Sosyal güvenlik hakkına darbe
Teklifin bir diğer vahim düzenlemesi, sosyal güvenlik hakkına ve özellikle de emeklilik hakkına darbe indirir niteliktedir. Teklifin 32’nci maddesinde, 5510 sayılı Kanun’da yapılması öngörülen değişiklik ile 25 yaşından küçük olup kısmi süreli olarak ayda 10 günden az çalışanlar işçilerin sadece iş kazası ve meslek hastalığı ile genel sağlık sigortası primlerinin (kısa vadeli sigorta primleri) ödenmesi öngörülüyor (toplam yüzde 14,5). Bu işçiler için malullük, yaşlılık ve ölüm sigortaları primi (yüzde 20) ödenmeyecek. Diğer bir ifadeyle gençlerin kısmi çalışmaları emeklilikte dikkate alınmayacak. Teklifin gerekçesine göre böylece prim maliyeti, dolayısıyla işçilik maliyeti azaltılacak ve istihdam artacakmış!

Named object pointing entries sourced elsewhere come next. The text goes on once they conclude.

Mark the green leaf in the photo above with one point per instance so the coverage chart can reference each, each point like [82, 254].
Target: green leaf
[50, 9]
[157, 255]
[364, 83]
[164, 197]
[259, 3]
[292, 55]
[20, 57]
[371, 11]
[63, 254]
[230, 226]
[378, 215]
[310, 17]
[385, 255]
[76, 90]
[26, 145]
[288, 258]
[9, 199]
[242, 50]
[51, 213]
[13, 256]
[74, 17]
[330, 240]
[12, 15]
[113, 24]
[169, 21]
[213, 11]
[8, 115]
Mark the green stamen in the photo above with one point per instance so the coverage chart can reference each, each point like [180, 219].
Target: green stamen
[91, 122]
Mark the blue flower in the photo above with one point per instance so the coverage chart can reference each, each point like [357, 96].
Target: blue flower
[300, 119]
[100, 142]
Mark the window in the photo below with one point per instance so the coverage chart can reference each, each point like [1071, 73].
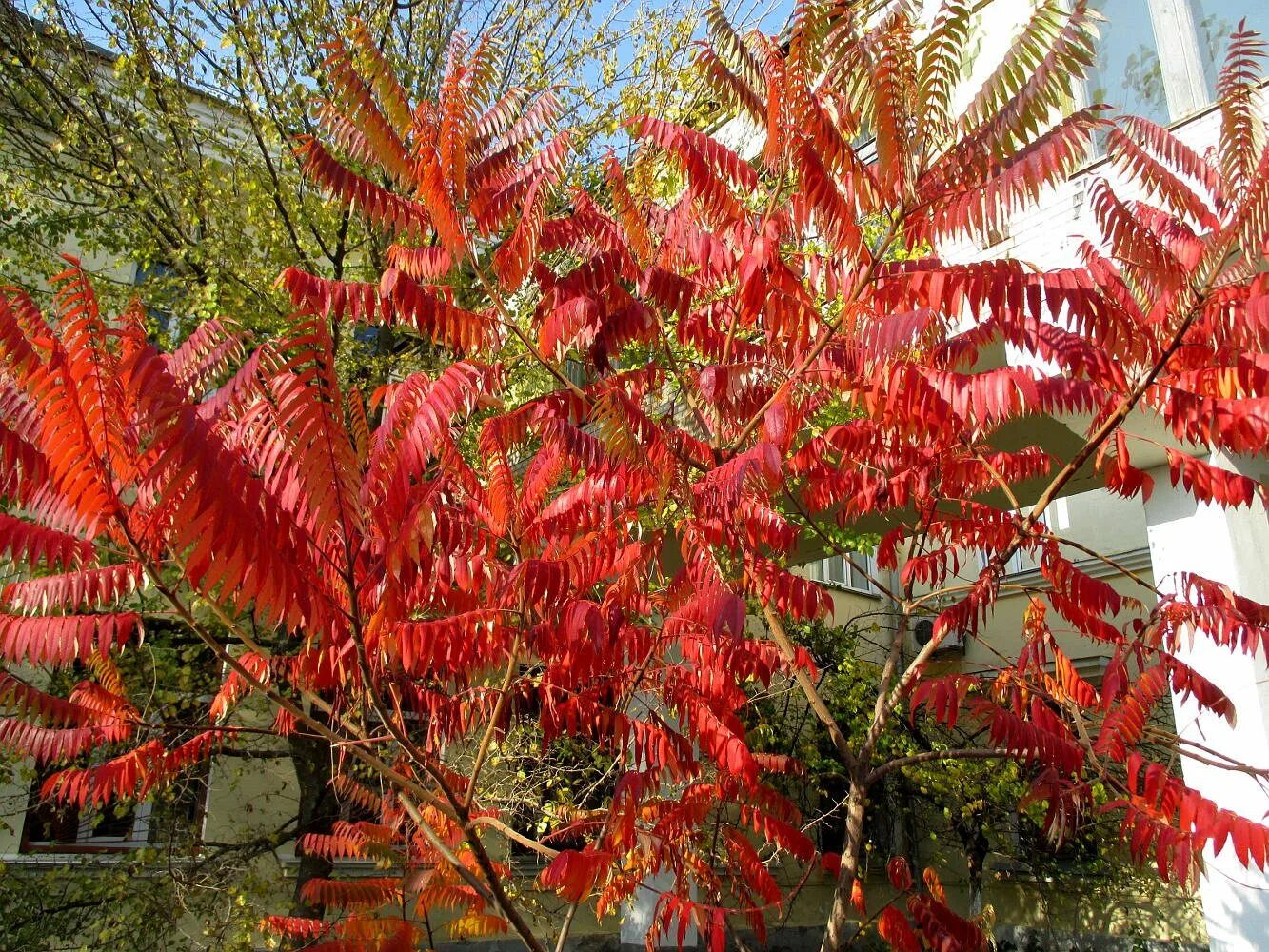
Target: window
[165, 324]
[61, 828]
[835, 570]
[1160, 59]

Şaka gibi ama gerçek. Öte yandan bu kapsama giren çalışanlar isterlerse bu primleri kendileri ödeyebilecekler! Diğer bir ifadeyle gençler uzun vadeli sigorta primlerini kendileri ödemek için çalışmış olacaklar.
Nereden baksan hukuksuzluk, haksızlık, ayrımcılık ve keyfilik! Bu öneri Anayasa’nın sosyal devlet, eşitlik ve sosyal güvenlik hakkına ilişkin hükümlerinin ihlali anlamına gelmektedir. Yaşa bağlı olarak hiç kimse temel bir haktan yoksun bırakılamaz. Sosyal güvenlik hakkı tüm çalışanların temel, evrensel ve anayasal hakkıdır.

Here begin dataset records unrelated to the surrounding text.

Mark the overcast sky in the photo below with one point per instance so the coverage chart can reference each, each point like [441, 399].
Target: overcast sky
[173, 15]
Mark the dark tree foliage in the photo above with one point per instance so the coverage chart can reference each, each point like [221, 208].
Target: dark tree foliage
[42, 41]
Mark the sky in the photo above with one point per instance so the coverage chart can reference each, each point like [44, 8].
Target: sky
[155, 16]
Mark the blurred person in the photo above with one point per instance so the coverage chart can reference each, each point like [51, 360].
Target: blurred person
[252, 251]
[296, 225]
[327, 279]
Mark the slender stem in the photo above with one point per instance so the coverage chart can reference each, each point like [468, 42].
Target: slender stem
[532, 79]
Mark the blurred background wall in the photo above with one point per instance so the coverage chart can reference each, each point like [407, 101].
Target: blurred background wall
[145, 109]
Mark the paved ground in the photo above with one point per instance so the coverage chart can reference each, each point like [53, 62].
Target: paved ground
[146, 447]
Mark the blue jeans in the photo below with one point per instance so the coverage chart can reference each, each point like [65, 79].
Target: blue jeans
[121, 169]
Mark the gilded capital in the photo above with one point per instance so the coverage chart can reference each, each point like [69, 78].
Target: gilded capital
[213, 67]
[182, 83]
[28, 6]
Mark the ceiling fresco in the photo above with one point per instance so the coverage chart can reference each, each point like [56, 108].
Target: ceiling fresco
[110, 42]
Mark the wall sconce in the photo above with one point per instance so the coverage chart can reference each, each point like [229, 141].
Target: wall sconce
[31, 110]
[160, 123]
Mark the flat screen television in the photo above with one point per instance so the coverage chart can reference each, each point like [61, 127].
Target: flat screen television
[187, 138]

Bu yasa paketi Truva atı gibi. İçinden zamanla başka kötülükler çıkacaktır. Kıdem tazminatı, iş güvencesi darbe alıyor. Bu teklif ile “sarı öküz” gitmek üzere!
İstihdam değil, istismar paketi!
Bu teklifi hazırlayanlar tam olarak 19’uncu yüzyılın vahşi kapitalizmine özenmiş durumdalar. Tıpkı onlar gibi işveren maliyetlerini azaltmak için her şeyi mubah görüyorlar. Bu paket istihdam değil, istismar paketidir. İstismar iki anlamı birden içerir: Birincisi bir durumu kötüye kullanma, ondan yararlanma. Bu paket salgını fırsat bilerek, ondan yararlanarak işçi haklarını budamaktadır. İstismarın diğer anlamı sömürüdür. Bu paket sömürüyü artırma paketidir. Bu paket ile işveren maliyetleri düşecek, işçi hakları daralacak ve sömürü artacaktır.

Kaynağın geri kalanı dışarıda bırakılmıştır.